South African artists must consolidate the gains made through the liberation struggle by means of a Bill of Rights, according to African National Congress constitutional lawyer Albie Sachs.

At the recent Grahamstown National Arts Festival, Sachs argued that culture should be "a highway to our common humanity" instead of keeping South Africa's communities apart.

"A Bill of Rights draws its strengths from the fact that it speaks for all South Africans, not just for this or that group. Its central tenet in relation to artistic freedom is that everyone has the right to both be a creator and to enjoy the creations of others. It is essentially universalist in character.

"We want an art that is vivacious and self-confident, that speaks in its own voice, that is prepared to take chances, explore the new while rediscovering the old.

"We do not attempt to constitutionalise any specific policy towards culture but rather seek to create a framework of clear principles within which such policies can be worked out."

Sachs argued that art was the "enemy of definition. It revels in surprise and contradictions. Straight lines are the province of mathematics, not of art, which deals with strange and hidden contours of subjectivity, rather than the smooth symmetries of logic."

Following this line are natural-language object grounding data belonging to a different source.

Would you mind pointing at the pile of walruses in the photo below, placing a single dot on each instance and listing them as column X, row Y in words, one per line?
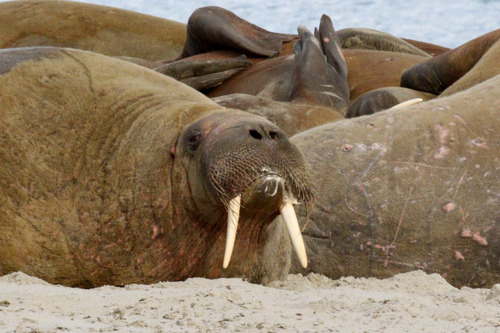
column 135, row 149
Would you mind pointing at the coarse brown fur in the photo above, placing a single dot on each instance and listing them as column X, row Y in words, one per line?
column 100, row 182
column 414, row 188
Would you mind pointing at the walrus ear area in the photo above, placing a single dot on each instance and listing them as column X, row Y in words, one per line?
column 193, row 139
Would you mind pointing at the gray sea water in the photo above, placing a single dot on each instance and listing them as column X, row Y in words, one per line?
column 443, row 22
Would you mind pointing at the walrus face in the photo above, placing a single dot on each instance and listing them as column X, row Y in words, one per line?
column 245, row 161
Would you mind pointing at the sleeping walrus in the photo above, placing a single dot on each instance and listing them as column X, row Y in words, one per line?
column 111, row 173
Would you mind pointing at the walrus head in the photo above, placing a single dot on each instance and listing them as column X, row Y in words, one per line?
column 240, row 160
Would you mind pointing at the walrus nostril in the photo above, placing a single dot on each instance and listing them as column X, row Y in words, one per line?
column 255, row 134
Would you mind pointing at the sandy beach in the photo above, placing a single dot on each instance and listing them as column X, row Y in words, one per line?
column 410, row 302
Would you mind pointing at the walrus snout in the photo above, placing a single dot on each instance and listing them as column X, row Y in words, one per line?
column 249, row 162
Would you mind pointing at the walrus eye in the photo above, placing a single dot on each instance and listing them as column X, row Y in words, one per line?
column 194, row 140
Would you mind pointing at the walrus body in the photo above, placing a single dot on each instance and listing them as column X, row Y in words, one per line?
column 382, row 99
column 457, row 69
column 111, row 173
column 101, row 29
column 415, row 188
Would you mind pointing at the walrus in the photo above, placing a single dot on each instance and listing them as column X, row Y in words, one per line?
column 295, row 92
column 406, row 189
column 107, row 30
column 370, row 39
column 372, row 69
column 382, row 99
column 111, row 173
column 450, row 70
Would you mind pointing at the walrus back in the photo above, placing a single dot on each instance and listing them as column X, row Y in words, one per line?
column 106, row 30
column 75, row 128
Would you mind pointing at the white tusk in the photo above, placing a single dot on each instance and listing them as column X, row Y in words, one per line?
column 233, row 215
column 406, row 103
column 292, row 225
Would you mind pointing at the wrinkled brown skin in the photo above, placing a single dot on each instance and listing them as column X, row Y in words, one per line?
column 292, row 118
column 429, row 48
column 211, row 28
column 415, row 188
column 437, row 74
column 316, row 74
column 106, row 30
column 100, row 184
column 369, row 39
column 370, row 70
column 383, row 99
column 295, row 92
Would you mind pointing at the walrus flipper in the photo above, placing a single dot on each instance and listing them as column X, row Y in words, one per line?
column 315, row 76
column 214, row 28
column 330, row 43
column 204, row 74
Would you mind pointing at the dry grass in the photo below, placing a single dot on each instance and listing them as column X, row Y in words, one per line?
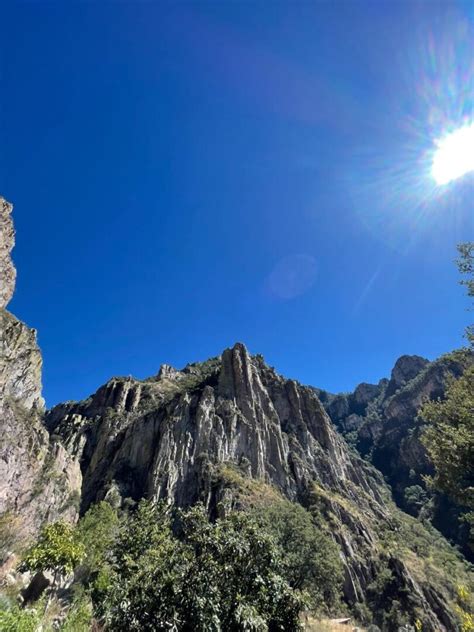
column 326, row 625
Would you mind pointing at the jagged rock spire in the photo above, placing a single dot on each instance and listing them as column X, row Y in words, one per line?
column 7, row 241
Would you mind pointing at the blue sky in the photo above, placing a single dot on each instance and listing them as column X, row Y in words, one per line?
column 187, row 175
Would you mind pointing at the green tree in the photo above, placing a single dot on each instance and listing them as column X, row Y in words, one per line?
column 201, row 576
column 57, row 550
column 449, row 439
column 311, row 558
column 97, row 531
column 465, row 264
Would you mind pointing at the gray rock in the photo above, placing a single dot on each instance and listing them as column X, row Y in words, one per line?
column 7, row 241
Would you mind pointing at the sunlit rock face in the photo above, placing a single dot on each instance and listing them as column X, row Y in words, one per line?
column 7, row 241
column 39, row 479
column 150, row 438
column 387, row 427
column 171, row 436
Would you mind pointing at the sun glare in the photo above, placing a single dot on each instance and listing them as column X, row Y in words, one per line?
column 454, row 156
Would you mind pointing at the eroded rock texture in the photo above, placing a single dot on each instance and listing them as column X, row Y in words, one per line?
column 170, row 437
column 7, row 241
column 384, row 425
column 39, row 479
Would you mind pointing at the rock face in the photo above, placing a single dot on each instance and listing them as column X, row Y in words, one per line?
column 172, row 436
column 150, row 438
column 39, row 480
column 189, row 435
column 7, row 241
column 386, row 428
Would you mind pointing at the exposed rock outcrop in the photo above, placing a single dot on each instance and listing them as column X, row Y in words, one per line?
column 7, row 241
column 39, row 479
column 387, row 430
column 170, row 437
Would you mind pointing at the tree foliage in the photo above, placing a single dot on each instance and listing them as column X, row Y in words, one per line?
column 311, row 558
column 57, row 550
column 465, row 264
column 202, row 576
column 449, row 439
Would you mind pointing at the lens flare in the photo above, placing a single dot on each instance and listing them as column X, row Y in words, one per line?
column 454, row 156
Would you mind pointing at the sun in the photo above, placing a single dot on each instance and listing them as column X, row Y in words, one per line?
column 454, row 156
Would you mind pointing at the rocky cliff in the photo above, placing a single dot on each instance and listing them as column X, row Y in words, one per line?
column 177, row 436
column 382, row 422
column 220, row 431
column 39, row 480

Culture, he claimed, was "right at the centre" of the inquiry into the "huge questions" that needed to be faced in South Africa. One of the characteristics of white domination was that it sought to control everything, including the process of its own removal.

"We are told that the only issue now is the question of protecting minority rights, surely a most estimable objective except that the minority in this case wishes to protect its right to own 90% of the country's wealth, control the army, the police force and the civil service, to veto government actions, to dictate what the goals of educational and cultural policy should be, and to organise the spending of funds for the arts."

He had been disappointed, he said, to discover on his return to South Africa how little true cultural rights meant to the majority of whites.

"When reference is made to zones of cultural preference, we know what is really meant: not a genuine language policy that takes

into account regional language use, but privatised and localised apartheid. Instead of culture being the highway to discovering our common humanity, it becomes the means once more of keeping us apart."

The diversity of the ANC approach is obvious in that the organisation recognises 11 languages as bona fide languages of South Africa and refuses to give any language a higher status than the other.

The bill guarantees freedom of worship and tolerance of all religions, but adds that "no official state religion shall be established".

Sachs' proposal reveals the ANC's desire for tolerance and openness: "We want to ban banning orders, censor censorship, protect ourselves from being protected against ourselves".

But the ANC opted for limitations on "the vexed question of pornography" and "materials or utterances that are intended to give offence to deeply held religious convictions".

Therefore "the state may enact legislation to prohibit the circulation or possession of materials which incite racial, ethnic, religious, gender or a linguistic hatred, which provoke violence, or which insult, degrade gender or a linguistic group".